Adversarial Examples: Tricking ML Models with Imperceptible Changes

In 2013, a group of researchers led by Christian Szegedy and Ian Goodfellow demonstrated something unsettling: a deep neural network confidently classifying an image of a panda would, after the addition of a small carefully chosen pixel-level perturbation, equally confidently classify the same image as a gibbon. The perturbation was imperceptible to humans. The phenomenon, adversarial examples, has been the most-studied and least-resolved problem in machine learning security for over a decade. It now has direct operational relevance as ML models are deployed in security-critical roles.

The current state of adversarial robustness in 2026 is partial defences, ongoing arms races, and an underlying recognition that perfect robustness against an adaptive attacker is probably impossible at current model architectures.

The classical attack

The original Goodfellow et al. paper "Explaining and Harnessing Adversarial Examples" (2014) at arxiv.org/abs/1412.6572 introduced the Fast Gradient Sign Method. The intuition is that the gradient of the model’s loss with respect to the input tells you which direction to push pixels to maximally confuse the classifier; a small step in that direction frequently flips the prediction.

Subsequent attacks, Projected Gradient Descent (PGD), Carlini-Wagner attacks, momentum methods, refined the technique. The general principle is the same: gradient-based optimisation finds inputs that the model misclassifies despite being visually indistinguishable from correct examples.

Three classes of attack matter operationally:

White-box attacks, where the attacker has the model weights and can compute gradients directly. Easiest from the attacker’s perspective; most damaging against open-weight models.

Black-box attacks, where the attacker has only query access. Harder but feasible; transfer attacks (training a surrogate model on observed inputs and outputs, then crafting adversarial examples that often transfer to the target) are the dominant technique.

Physical-world attacks, where the perturbation is added to a real-world object (printed sticker, fabric pattern, eyeglass frames) rather than digital pixels.
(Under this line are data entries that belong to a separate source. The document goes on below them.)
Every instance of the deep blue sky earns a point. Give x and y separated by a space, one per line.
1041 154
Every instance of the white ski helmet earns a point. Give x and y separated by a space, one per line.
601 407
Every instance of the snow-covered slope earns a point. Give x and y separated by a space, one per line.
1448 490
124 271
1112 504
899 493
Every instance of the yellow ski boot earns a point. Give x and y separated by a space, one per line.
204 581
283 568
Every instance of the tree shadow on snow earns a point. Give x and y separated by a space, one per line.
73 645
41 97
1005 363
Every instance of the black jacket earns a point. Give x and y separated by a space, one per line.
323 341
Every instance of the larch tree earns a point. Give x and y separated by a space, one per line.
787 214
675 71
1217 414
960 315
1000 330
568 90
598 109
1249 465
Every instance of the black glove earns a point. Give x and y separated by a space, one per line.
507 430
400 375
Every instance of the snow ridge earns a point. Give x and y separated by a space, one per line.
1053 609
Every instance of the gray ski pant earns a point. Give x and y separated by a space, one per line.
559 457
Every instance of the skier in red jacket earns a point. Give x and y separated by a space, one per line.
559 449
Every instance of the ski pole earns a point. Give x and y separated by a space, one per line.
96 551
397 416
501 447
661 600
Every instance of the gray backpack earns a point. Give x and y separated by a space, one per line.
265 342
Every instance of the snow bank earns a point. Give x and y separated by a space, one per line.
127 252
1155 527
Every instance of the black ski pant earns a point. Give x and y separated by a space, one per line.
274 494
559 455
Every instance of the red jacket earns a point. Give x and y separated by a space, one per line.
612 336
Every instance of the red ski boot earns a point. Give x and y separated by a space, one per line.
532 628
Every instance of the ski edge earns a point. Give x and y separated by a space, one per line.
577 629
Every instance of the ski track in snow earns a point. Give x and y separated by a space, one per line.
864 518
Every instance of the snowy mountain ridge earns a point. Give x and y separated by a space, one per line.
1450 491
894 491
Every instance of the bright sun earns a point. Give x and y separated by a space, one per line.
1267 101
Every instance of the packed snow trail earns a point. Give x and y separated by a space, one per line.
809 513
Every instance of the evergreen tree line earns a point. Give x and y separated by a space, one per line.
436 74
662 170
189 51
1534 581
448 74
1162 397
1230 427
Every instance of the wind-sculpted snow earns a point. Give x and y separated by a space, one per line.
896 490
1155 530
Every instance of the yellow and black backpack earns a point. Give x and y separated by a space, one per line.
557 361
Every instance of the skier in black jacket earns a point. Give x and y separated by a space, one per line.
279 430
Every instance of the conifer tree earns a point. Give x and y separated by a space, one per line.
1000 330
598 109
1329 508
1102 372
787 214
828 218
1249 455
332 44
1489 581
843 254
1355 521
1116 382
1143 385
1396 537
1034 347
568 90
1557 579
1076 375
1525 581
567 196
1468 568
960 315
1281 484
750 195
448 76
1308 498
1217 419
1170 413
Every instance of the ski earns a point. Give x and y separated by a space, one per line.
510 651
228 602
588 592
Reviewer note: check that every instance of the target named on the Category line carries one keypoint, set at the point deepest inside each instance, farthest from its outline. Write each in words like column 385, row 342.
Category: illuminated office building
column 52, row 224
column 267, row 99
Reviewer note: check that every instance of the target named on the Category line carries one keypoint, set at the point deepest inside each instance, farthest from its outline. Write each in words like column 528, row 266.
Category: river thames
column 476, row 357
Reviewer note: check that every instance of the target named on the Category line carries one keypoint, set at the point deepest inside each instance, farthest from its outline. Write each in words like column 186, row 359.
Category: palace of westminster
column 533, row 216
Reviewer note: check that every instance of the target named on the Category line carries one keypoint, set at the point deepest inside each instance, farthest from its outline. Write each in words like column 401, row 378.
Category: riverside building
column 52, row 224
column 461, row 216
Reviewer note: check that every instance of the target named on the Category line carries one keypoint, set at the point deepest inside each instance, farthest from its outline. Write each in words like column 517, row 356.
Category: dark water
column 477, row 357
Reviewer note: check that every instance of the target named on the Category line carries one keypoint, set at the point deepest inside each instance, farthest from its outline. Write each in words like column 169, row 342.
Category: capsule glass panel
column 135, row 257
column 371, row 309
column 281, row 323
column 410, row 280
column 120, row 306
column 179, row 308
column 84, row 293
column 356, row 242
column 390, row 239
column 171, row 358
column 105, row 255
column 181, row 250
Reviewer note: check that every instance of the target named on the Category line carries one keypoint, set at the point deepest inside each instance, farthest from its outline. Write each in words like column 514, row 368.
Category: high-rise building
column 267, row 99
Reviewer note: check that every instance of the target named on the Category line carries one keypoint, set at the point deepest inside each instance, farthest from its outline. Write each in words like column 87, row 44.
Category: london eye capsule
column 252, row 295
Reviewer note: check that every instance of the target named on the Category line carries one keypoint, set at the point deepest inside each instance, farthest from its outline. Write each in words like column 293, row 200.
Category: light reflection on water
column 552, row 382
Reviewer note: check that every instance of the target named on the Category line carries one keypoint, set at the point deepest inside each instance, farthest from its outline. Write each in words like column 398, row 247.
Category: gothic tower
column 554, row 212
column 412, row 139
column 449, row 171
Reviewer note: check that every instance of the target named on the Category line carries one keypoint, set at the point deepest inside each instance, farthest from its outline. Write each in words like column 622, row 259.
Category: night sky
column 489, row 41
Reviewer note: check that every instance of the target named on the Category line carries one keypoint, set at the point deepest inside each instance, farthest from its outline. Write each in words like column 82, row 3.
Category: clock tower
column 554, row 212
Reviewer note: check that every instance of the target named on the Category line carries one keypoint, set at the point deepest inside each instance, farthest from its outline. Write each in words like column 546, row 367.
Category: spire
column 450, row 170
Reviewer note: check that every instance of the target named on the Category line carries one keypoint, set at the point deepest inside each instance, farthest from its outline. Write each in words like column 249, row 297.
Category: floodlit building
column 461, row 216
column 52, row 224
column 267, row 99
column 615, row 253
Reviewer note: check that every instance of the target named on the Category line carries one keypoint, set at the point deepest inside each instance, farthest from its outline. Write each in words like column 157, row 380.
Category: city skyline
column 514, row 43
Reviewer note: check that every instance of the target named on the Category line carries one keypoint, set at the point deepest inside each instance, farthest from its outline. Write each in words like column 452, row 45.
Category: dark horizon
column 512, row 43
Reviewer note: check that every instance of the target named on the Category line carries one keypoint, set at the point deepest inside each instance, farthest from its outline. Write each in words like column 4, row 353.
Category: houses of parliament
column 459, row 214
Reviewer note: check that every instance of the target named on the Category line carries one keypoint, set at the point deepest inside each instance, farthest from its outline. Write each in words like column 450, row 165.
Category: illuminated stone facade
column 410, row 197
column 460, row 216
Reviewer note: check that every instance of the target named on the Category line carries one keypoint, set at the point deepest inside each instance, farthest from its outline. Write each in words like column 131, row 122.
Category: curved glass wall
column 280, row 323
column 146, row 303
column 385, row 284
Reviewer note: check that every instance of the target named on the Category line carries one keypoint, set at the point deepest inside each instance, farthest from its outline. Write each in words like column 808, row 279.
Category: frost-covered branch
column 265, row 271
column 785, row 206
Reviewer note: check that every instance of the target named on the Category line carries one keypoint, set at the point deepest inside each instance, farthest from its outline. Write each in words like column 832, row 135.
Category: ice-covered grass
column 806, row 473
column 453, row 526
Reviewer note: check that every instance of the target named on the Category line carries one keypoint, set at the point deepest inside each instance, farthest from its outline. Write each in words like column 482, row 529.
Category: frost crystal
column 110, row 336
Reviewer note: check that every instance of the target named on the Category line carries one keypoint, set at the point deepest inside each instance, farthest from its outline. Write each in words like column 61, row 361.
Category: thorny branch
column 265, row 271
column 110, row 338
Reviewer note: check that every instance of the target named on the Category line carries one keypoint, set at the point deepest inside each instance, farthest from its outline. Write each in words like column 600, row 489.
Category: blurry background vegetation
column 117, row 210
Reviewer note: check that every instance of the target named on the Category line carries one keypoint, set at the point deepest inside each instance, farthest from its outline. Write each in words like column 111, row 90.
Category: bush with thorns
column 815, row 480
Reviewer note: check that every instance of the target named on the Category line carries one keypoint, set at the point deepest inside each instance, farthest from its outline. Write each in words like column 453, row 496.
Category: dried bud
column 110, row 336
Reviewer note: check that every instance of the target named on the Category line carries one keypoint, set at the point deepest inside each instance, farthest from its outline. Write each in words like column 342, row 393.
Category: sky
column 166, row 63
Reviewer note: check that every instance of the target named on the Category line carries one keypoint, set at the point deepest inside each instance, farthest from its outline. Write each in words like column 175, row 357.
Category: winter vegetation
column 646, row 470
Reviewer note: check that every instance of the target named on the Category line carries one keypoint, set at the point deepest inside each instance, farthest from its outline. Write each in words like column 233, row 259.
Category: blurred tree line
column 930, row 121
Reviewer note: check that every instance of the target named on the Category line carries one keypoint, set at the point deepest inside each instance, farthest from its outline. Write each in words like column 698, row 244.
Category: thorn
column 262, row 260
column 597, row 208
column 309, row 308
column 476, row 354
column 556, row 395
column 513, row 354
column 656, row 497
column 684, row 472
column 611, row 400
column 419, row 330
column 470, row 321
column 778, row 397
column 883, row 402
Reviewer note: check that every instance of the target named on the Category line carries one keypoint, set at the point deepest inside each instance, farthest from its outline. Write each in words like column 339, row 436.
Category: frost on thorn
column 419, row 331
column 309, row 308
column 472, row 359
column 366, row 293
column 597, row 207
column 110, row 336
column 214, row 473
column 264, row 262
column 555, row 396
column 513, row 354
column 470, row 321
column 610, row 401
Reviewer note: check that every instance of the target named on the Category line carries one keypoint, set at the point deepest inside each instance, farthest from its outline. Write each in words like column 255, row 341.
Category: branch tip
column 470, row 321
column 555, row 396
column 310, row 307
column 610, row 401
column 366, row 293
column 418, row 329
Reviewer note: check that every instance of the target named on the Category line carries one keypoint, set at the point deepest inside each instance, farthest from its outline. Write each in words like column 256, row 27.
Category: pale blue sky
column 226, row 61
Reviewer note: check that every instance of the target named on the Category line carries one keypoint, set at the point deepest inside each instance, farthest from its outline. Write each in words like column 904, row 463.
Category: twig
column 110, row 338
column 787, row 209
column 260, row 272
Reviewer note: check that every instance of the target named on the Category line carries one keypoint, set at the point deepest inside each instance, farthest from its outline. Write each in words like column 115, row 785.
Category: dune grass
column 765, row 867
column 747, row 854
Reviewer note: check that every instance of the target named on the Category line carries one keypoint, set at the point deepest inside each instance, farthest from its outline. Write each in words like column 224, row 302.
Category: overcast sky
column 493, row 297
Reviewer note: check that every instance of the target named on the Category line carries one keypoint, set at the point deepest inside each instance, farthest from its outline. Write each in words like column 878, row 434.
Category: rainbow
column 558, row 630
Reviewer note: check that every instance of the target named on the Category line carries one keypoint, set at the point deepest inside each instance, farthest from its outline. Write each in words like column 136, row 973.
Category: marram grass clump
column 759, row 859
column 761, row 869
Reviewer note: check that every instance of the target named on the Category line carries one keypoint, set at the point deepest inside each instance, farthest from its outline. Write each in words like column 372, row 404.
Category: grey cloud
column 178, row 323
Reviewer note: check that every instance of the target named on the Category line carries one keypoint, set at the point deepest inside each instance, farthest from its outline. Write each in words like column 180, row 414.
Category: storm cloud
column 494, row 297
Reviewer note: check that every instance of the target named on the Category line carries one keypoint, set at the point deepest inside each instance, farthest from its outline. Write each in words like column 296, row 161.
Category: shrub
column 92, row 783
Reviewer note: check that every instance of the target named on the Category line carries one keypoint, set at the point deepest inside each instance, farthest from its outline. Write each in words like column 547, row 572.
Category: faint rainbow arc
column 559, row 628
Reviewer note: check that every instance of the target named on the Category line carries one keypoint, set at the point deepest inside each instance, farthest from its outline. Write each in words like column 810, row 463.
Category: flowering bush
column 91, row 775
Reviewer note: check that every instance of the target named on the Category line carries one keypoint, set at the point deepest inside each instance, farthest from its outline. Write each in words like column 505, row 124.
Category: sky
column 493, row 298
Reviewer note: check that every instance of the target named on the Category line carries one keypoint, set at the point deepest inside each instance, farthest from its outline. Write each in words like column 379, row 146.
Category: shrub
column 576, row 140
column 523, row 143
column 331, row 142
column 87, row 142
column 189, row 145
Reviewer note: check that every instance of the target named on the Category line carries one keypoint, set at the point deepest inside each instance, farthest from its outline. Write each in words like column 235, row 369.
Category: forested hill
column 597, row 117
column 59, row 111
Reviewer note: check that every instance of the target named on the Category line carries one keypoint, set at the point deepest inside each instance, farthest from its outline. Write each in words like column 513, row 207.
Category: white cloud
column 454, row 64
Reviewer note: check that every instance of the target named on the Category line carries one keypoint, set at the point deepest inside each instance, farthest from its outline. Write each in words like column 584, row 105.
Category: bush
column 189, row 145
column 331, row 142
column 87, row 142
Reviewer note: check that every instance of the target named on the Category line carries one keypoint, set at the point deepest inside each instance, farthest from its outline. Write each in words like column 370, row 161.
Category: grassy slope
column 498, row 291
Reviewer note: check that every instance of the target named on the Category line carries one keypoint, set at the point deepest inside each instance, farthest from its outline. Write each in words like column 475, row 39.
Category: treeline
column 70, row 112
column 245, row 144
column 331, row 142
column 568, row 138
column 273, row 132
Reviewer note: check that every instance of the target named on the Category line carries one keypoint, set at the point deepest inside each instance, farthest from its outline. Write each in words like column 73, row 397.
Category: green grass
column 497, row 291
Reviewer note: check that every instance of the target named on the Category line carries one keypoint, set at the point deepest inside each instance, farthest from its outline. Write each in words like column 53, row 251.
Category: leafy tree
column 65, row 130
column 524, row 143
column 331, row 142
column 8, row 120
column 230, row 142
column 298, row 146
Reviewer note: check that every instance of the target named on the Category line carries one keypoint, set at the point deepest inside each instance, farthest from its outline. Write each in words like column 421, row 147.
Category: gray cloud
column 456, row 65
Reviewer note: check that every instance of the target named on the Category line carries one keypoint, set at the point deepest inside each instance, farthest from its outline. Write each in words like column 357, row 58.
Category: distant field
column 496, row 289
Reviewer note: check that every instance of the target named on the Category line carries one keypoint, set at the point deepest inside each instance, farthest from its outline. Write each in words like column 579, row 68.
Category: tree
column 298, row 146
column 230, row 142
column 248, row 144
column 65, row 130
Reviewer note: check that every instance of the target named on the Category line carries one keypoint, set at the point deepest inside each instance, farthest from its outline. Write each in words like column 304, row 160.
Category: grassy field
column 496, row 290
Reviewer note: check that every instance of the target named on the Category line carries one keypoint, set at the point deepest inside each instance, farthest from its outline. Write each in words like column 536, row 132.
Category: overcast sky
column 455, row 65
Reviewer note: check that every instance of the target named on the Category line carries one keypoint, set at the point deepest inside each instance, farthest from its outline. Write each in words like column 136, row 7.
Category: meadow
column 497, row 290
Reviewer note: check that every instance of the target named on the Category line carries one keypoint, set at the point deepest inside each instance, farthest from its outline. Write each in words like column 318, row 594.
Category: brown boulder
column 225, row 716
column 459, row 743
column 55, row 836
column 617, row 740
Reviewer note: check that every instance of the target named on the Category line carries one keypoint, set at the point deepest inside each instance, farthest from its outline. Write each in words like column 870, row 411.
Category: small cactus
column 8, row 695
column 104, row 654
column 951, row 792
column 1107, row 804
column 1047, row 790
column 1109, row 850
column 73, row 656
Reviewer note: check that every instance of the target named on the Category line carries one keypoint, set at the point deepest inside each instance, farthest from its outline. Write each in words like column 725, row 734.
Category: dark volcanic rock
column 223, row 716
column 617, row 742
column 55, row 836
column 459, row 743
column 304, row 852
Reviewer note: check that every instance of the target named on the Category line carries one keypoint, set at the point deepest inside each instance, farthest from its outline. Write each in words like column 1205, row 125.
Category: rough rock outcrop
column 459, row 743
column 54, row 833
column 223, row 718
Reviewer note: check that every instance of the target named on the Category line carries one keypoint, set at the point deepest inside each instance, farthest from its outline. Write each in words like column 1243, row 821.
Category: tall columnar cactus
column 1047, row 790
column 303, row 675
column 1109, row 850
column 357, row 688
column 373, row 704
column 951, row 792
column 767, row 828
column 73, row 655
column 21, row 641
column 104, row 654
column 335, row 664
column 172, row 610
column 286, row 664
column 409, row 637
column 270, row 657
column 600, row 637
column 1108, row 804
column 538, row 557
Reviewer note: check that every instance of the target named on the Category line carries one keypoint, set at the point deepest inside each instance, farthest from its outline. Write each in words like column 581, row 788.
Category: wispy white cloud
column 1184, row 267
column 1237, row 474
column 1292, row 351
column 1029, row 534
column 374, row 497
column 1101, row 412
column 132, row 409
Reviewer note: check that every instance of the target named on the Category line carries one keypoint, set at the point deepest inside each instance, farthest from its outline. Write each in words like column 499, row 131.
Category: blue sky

Demonstrated against face-recognition systems, traffic-sign recognition in autonomous driving, and surveillance object detectors.

What this means in practice

Several deployed systems have been demonstrated vulnerable in research:

Tesla autopilot was fooled in 2019 (McAfee research) by minor stickers on a road that caused the system to swerve into oncoming traffic.

Face-recognition systems have been bypassed by adversarial eyeglass frames (CMU 2016 research) and by adversarial makeup patterns (subsequent work).

Object detectors used in surveillance and autonomous driving have been demonstrated bypassable by printed adversarial patterns.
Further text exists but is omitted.